Lo de June Squibb merece párrafo propio: veterana actriz con una carrera
forjada en Broadway, amiga íntima de la no menos grande Margo Martindale (quien
hubiese merecido ser candidata al Oscar por Agosto
(2013), antes que Julia Roberts), fue ésta la que le advirtió sobre el guión,
tras haberlo leído y considerado pero resultar demasiado joven para el rol.
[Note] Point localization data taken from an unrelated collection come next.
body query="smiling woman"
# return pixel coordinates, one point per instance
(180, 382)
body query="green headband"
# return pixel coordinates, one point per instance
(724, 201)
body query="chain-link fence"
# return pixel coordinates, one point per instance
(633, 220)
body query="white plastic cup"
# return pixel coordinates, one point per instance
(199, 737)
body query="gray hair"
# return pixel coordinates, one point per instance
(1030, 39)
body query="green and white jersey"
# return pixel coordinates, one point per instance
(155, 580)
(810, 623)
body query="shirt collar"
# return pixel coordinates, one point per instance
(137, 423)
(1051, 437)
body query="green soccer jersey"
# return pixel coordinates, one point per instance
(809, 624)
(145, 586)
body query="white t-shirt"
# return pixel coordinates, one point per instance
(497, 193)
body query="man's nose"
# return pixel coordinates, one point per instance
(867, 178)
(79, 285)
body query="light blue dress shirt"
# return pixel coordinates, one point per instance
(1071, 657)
Squibb, quien ya había trabajado con Payne en A propósito de Schmidt (una breve aparición, puesto que era la
mujer del protagonista, cuya muerte propicia toda la historia posterior),
venció las reticencias del director y se apoderó del personaje, convirtiéndose
en una roba escenas desde su total asunción de esta mujer que se impone por
derecho propio, porque la vida que tanto la ha maltratado así se lo consiente
ahora, una mujer con un fino sentido del humor que viene para cobrar cualquier
tipo de cuenta pendiente, escéptica como pocas, quien no necesita alterarse
para decir verdades como puños, colocando cada frase con maestría, diciendo las
palabras justas, dosificando la ternura, conmoviendo con un mero movimiento de
manos, con una mirada empañada de nostalgia, de amor, de lo que se perdió, de
lo que no volverá, con un regocijo ante lo que para muchos podría ser una victoria
pírrica o tardía pero que ella vive como el triunfo más absoluto; son múltiples
e inacabables los muchos momentos que regala y que se graban para siempre en la
memoria del espectador, del mismo modo que lo hace todo el filme, un prodigio
de equilibrio, de síntesis, de economía narrativa, de profundidad, de estudio
del ser humano, de apabullante sencillez, en definitiva, una lección
cinematográfica, una lección de vida.